Now, as for the rhubarb pie, oh la la.  I blind baked 2 pie crusts until they were half-baked.  Then I filled them with rhubarb curd (I made a triple batch of the curd recipe posted below) then baked another 10 minutes.  Then I made meringue from the leftover egg whites and some sugar the topped the pies, then baked again until they were browned and firm.  Refrigerate until firm.  Eat.  Yum.  And just as side note, not all rhubarb is red.  In fact most rhubarb grown in home gardens are either lighter pink or just green.  So, if someone gives you a wonderful gift of bags of beautiful rhubarb and it mostly green your amazing rhubarb curd will be khaki not pink.  But you can make it pretty with a little beet juice.

Rhubarb Curd

I am in love, again.  This time I have a new-found passion for rhubarb curd.  It is tart and sweet and thick and rich and utterly delicious.  You can mix it with a citrus, make it plain, use it as a cake filling, whip it with cream, top bars with it, spread it on toast, stir it into yogurt, or eat it with a spoon straight from the bowl as you make it. 

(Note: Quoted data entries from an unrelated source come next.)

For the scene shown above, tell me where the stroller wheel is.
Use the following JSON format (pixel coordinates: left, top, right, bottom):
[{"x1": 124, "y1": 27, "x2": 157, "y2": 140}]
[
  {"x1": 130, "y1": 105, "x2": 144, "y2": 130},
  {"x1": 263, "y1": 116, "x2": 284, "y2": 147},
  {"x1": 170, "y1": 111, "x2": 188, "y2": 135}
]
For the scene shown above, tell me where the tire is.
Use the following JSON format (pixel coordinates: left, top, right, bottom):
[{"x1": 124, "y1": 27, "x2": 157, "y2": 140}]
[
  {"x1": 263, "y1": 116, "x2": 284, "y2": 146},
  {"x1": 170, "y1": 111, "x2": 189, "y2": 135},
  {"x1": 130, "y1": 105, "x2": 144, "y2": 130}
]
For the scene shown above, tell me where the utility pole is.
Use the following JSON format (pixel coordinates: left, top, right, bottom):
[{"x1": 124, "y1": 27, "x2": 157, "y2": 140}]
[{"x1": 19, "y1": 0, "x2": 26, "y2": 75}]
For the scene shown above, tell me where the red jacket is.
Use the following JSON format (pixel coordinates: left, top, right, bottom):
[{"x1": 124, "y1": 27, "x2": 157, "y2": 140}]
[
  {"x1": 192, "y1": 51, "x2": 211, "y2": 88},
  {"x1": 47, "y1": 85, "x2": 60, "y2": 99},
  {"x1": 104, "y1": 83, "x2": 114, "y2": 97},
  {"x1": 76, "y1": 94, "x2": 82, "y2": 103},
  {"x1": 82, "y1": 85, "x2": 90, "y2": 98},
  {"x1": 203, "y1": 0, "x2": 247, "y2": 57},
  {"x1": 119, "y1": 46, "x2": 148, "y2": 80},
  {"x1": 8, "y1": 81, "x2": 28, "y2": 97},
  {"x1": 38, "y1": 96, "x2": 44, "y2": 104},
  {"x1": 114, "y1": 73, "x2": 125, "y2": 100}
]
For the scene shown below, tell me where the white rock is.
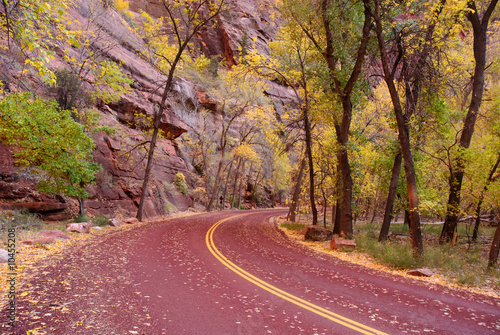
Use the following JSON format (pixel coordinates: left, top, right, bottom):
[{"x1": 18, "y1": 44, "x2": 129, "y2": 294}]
[{"x1": 0, "y1": 249, "x2": 9, "y2": 263}]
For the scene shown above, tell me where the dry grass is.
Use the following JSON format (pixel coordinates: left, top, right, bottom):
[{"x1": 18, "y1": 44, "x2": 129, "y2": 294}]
[{"x1": 278, "y1": 215, "x2": 500, "y2": 298}]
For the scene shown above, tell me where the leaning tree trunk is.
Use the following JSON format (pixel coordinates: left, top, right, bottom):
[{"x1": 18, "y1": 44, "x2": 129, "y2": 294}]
[
  {"x1": 473, "y1": 152, "x2": 500, "y2": 241},
  {"x1": 488, "y1": 222, "x2": 500, "y2": 268},
  {"x1": 373, "y1": 0, "x2": 423, "y2": 257},
  {"x1": 440, "y1": 0, "x2": 498, "y2": 243},
  {"x1": 379, "y1": 151, "x2": 402, "y2": 241}
]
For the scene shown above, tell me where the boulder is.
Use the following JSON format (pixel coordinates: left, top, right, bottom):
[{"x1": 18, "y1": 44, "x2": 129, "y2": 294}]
[
  {"x1": 0, "y1": 249, "x2": 9, "y2": 263},
  {"x1": 39, "y1": 230, "x2": 70, "y2": 240},
  {"x1": 108, "y1": 218, "x2": 122, "y2": 227},
  {"x1": 21, "y1": 236, "x2": 55, "y2": 245},
  {"x1": 66, "y1": 222, "x2": 91, "y2": 233},
  {"x1": 304, "y1": 226, "x2": 333, "y2": 241},
  {"x1": 407, "y1": 268, "x2": 434, "y2": 277},
  {"x1": 330, "y1": 238, "x2": 357, "y2": 251},
  {"x1": 123, "y1": 217, "x2": 140, "y2": 224}
]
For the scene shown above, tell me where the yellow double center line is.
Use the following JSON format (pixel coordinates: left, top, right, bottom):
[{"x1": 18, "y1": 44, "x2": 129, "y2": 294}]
[{"x1": 205, "y1": 215, "x2": 388, "y2": 335}]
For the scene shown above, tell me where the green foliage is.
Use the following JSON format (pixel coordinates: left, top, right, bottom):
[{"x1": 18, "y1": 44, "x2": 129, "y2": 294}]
[
  {"x1": 0, "y1": 92, "x2": 101, "y2": 199},
  {"x1": 356, "y1": 222, "x2": 500, "y2": 288},
  {"x1": 90, "y1": 60, "x2": 133, "y2": 104},
  {"x1": 75, "y1": 214, "x2": 90, "y2": 223},
  {"x1": 0, "y1": 0, "x2": 71, "y2": 85},
  {"x1": 164, "y1": 201, "x2": 178, "y2": 214},
  {"x1": 92, "y1": 214, "x2": 110, "y2": 226},
  {"x1": 174, "y1": 172, "x2": 188, "y2": 195},
  {"x1": 280, "y1": 222, "x2": 307, "y2": 232}
]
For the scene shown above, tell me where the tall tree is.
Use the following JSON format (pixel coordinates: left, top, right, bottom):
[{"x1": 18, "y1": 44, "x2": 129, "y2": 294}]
[
  {"x1": 440, "y1": 0, "x2": 499, "y2": 242},
  {"x1": 371, "y1": 0, "x2": 424, "y2": 256},
  {"x1": 281, "y1": 0, "x2": 372, "y2": 235},
  {"x1": 135, "y1": 0, "x2": 224, "y2": 221}
]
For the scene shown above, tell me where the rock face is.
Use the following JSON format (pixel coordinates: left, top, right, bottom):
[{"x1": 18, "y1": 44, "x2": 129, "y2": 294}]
[
  {"x1": 0, "y1": 0, "x2": 282, "y2": 220},
  {"x1": 304, "y1": 226, "x2": 333, "y2": 242},
  {"x1": 330, "y1": 238, "x2": 357, "y2": 251}
]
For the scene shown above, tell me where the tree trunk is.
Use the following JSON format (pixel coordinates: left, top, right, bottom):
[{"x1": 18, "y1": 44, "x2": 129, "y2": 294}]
[
  {"x1": 440, "y1": 0, "x2": 498, "y2": 243},
  {"x1": 137, "y1": 49, "x2": 184, "y2": 221},
  {"x1": 372, "y1": 0, "x2": 423, "y2": 257},
  {"x1": 231, "y1": 158, "x2": 243, "y2": 209},
  {"x1": 473, "y1": 152, "x2": 500, "y2": 241},
  {"x1": 333, "y1": 159, "x2": 343, "y2": 235},
  {"x1": 303, "y1": 106, "x2": 318, "y2": 225},
  {"x1": 221, "y1": 159, "x2": 235, "y2": 210},
  {"x1": 289, "y1": 156, "x2": 306, "y2": 222},
  {"x1": 338, "y1": 119, "x2": 354, "y2": 236},
  {"x1": 379, "y1": 151, "x2": 402, "y2": 241},
  {"x1": 488, "y1": 222, "x2": 500, "y2": 268},
  {"x1": 331, "y1": 203, "x2": 336, "y2": 228},
  {"x1": 237, "y1": 162, "x2": 246, "y2": 209},
  {"x1": 206, "y1": 143, "x2": 226, "y2": 212},
  {"x1": 77, "y1": 198, "x2": 85, "y2": 216},
  {"x1": 318, "y1": 0, "x2": 371, "y2": 236},
  {"x1": 404, "y1": 209, "x2": 411, "y2": 229}
]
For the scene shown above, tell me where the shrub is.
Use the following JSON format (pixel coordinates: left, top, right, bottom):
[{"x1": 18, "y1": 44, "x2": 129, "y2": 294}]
[
  {"x1": 75, "y1": 214, "x2": 89, "y2": 223},
  {"x1": 164, "y1": 201, "x2": 178, "y2": 214},
  {"x1": 174, "y1": 172, "x2": 188, "y2": 195},
  {"x1": 92, "y1": 214, "x2": 109, "y2": 226},
  {"x1": 0, "y1": 210, "x2": 43, "y2": 231},
  {"x1": 281, "y1": 222, "x2": 307, "y2": 232}
]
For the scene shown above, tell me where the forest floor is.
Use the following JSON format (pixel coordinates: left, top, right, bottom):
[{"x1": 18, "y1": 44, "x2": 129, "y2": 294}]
[
  {"x1": 0, "y1": 211, "x2": 200, "y2": 309},
  {"x1": 277, "y1": 214, "x2": 500, "y2": 298}
]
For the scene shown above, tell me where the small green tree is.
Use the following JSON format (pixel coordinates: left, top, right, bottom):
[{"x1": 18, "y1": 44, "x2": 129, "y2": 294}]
[{"x1": 0, "y1": 92, "x2": 100, "y2": 214}]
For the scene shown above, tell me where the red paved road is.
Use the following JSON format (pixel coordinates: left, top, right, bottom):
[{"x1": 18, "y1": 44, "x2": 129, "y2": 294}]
[{"x1": 2, "y1": 210, "x2": 500, "y2": 334}]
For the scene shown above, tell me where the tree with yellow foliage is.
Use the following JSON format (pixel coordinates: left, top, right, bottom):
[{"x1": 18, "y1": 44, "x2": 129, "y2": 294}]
[{"x1": 133, "y1": 0, "x2": 225, "y2": 220}]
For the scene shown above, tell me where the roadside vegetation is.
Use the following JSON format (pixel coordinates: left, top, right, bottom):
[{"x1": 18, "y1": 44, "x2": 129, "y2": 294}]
[{"x1": 280, "y1": 214, "x2": 500, "y2": 295}]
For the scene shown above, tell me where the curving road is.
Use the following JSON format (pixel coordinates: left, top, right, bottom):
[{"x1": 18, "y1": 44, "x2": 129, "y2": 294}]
[{"x1": 2, "y1": 210, "x2": 500, "y2": 334}]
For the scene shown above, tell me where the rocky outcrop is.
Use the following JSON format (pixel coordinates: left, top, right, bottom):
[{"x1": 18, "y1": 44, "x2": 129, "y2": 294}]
[
  {"x1": 0, "y1": 0, "x2": 282, "y2": 220},
  {"x1": 304, "y1": 226, "x2": 333, "y2": 241},
  {"x1": 330, "y1": 238, "x2": 357, "y2": 251},
  {"x1": 406, "y1": 268, "x2": 434, "y2": 277}
]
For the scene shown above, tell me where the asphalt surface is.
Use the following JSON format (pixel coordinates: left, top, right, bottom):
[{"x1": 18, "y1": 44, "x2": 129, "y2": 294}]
[{"x1": 2, "y1": 209, "x2": 500, "y2": 334}]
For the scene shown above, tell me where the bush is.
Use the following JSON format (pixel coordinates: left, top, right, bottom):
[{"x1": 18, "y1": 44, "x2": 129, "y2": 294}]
[
  {"x1": 75, "y1": 214, "x2": 89, "y2": 223},
  {"x1": 174, "y1": 172, "x2": 188, "y2": 195},
  {"x1": 281, "y1": 222, "x2": 307, "y2": 232},
  {"x1": 0, "y1": 210, "x2": 43, "y2": 231},
  {"x1": 92, "y1": 214, "x2": 109, "y2": 226},
  {"x1": 164, "y1": 201, "x2": 178, "y2": 214}
]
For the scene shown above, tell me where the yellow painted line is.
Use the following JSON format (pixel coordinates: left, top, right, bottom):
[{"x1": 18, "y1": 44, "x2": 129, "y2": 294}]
[{"x1": 206, "y1": 215, "x2": 388, "y2": 335}]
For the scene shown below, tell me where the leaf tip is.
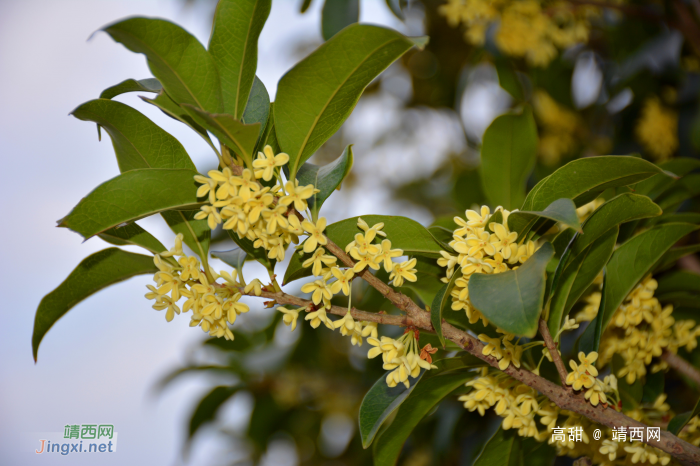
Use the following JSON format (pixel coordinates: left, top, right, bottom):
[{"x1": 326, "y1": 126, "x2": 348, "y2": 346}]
[{"x1": 411, "y1": 35, "x2": 429, "y2": 50}]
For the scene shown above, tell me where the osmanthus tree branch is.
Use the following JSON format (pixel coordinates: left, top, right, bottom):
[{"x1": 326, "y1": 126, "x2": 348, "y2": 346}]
[
  {"x1": 538, "y1": 319, "x2": 570, "y2": 389},
  {"x1": 310, "y1": 237, "x2": 700, "y2": 466},
  {"x1": 245, "y1": 287, "x2": 700, "y2": 465},
  {"x1": 662, "y1": 350, "x2": 700, "y2": 389}
]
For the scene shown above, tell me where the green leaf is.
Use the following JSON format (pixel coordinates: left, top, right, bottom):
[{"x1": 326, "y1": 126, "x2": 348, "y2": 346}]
[
  {"x1": 474, "y1": 427, "x2": 522, "y2": 466},
  {"x1": 58, "y1": 168, "x2": 201, "y2": 239},
  {"x1": 655, "y1": 212, "x2": 700, "y2": 225},
  {"x1": 469, "y1": 242, "x2": 554, "y2": 338},
  {"x1": 260, "y1": 102, "x2": 280, "y2": 154},
  {"x1": 140, "y1": 91, "x2": 217, "y2": 153},
  {"x1": 495, "y1": 59, "x2": 524, "y2": 101},
  {"x1": 431, "y1": 270, "x2": 460, "y2": 348},
  {"x1": 182, "y1": 105, "x2": 260, "y2": 168},
  {"x1": 668, "y1": 397, "x2": 700, "y2": 435},
  {"x1": 428, "y1": 226, "x2": 453, "y2": 250},
  {"x1": 211, "y1": 247, "x2": 247, "y2": 273},
  {"x1": 631, "y1": 158, "x2": 700, "y2": 200},
  {"x1": 99, "y1": 77, "x2": 162, "y2": 99},
  {"x1": 507, "y1": 198, "x2": 581, "y2": 238},
  {"x1": 578, "y1": 270, "x2": 607, "y2": 355},
  {"x1": 521, "y1": 156, "x2": 665, "y2": 212},
  {"x1": 226, "y1": 229, "x2": 274, "y2": 271},
  {"x1": 372, "y1": 364, "x2": 478, "y2": 465},
  {"x1": 400, "y1": 257, "x2": 446, "y2": 307},
  {"x1": 641, "y1": 370, "x2": 665, "y2": 404},
  {"x1": 321, "y1": 0, "x2": 359, "y2": 40},
  {"x1": 209, "y1": 0, "x2": 271, "y2": 118},
  {"x1": 300, "y1": 0, "x2": 313, "y2": 12},
  {"x1": 189, "y1": 385, "x2": 239, "y2": 439},
  {"x1": 103, "y1": 17, "x2": 223, "y2": 113},
  {"x1": 296, "y1": 145, "x2": 354, "y2": 220},
  {"x1": 572, "y1": 193, "x2": 661, "y2": 253},
  {"x1": 71, "y1": 99, "x2": 195, "y2": 172},
  {"x1": 547, "y1": 227, "x2": 617, "y2": 335},
  {"x1": 98, "y1": 223, "x2": 167, "y2": 256},
  {"x1": 656, "y1": 270, "x2": 700, "y2": 295},
  {"x1": 275, "y1": 24, "x2": 422, "y2": 179},
  {"x1": 242, "y1": 76, "x2": 270, "y2": 129},
  {"x1": 480, "y1": 107, "x2": 537, "y2": 210},
  {"x1": 654, "y1": 243, "x2": 700, "y2": 272},
  {"x1": 596, "y1": 223, "x2": 698, "y2": 334},
  {"x1": 359, "y1": 369, "x2": 425, "y2": 449},
  {"x1": 161, "y1": 210, "x2": 211, "y2": 261},
  {"x1": 32, "y1": 248, "x2": 157, "y2": 361},
  {"x1": 283, "y1": 215, "x2": 444, "y2": 284}
]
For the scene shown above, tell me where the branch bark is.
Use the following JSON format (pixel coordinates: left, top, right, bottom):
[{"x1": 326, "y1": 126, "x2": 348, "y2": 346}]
[
  {"x1": 539, "y1": 319, "x2": 570, "y2": 388},
  {"x1": 662, "y1": 350, "x2": 700, "y2": 388}
]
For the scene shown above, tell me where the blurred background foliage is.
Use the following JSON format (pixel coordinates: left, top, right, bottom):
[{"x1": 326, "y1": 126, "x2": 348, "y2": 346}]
[{"x1": 163, "y1": 0, "x2": 700, "y2": 464}]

 Today I made this recipe; I don’t think the last few bars will last long in the fridge.  In fact, one is calling my name right now.  You can substitute any citrus for the key limes – regular lime, lemon, orange.  Right now key limes are 20 for $1 at my grocery store so their juice and zest is going into several dishes a week at my house. 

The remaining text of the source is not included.